Gabriel Mhitá Ribeiro
Pobreza? Tenham decência, nem sabem do que
estão a falar
Quem teve de viver na miséria, na diferença
racial, como eu vivi, ou que se viu forçado a recomeçar do nada sabe o cuidado,
o recato, a ponderação exigíveis quando se mexe em dignidades esfrangalhadas.
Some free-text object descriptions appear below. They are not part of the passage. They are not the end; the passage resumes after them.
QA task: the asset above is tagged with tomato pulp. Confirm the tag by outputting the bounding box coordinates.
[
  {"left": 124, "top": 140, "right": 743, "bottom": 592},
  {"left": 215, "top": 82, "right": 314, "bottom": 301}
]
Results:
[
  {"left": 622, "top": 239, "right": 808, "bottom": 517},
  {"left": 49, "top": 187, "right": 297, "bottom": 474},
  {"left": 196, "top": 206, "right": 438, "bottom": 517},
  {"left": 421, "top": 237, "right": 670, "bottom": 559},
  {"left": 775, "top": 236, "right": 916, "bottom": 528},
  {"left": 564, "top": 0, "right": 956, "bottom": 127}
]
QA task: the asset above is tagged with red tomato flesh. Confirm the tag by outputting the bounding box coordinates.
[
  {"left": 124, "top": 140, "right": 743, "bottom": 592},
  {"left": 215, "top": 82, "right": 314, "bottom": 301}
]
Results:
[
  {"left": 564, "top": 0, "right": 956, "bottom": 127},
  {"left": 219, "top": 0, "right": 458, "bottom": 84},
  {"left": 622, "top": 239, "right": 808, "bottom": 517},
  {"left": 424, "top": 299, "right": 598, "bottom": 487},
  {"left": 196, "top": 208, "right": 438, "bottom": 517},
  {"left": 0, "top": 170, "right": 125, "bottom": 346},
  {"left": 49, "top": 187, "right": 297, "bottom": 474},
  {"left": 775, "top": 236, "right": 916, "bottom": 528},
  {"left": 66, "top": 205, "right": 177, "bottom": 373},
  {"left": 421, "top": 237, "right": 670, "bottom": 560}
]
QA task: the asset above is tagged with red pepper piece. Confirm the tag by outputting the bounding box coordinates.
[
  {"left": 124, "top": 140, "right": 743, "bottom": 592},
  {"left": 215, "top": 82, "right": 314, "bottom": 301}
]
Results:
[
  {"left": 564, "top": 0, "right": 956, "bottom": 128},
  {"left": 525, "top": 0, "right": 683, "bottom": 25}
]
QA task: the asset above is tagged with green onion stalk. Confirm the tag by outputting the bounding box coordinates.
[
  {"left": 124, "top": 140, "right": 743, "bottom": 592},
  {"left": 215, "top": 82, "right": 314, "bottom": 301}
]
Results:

A retórica política transformou a pobreza em
artilharia pesada das fraturas ideológicas entre a esquerda e a direita
ultrapassando os limites da decência para legitimar a superioridade moral de um
dos lados da barricada.
Descendo de famílias pobres e de secular
tradição emigrante. Do lado paterno, o católico, a ascendência resulta da
miscigenação entre árabes sírios e autóctones moçambicanos. Do lado materno, o
islâmico, a ascendência vem de indianos gujarate (de provável ancestralidade
paquistanesa) e mestiços de cruzamentos entre originários do Índico e
autóctones moçambicanos.
Depois de viverem noutras cidades, os meus
pais fixaram-se no Xipamanine, subúrbio da antiga Lourenço Marques, hoje
Maputo, cidade onde nasci. Tive a sorte de crescer na geração que saía da
pobreza. Já vivia numa vivenda modesta nos arredores da cidade. Eram tempos em
que a família tinha carro, bicicletas racionadas, idas ao cinema, à praia,
férias distantes em casa de familiares. Pouco mais. Éramos também dos que não
viam os negros no quintal ou a servir porque são família chegada.
Ler o resto aqui.
Go_dot: Excelente! Merece ser traduzido em holandês e distribuído por todas as escolas e prachtwijken da Hella Vogelaar.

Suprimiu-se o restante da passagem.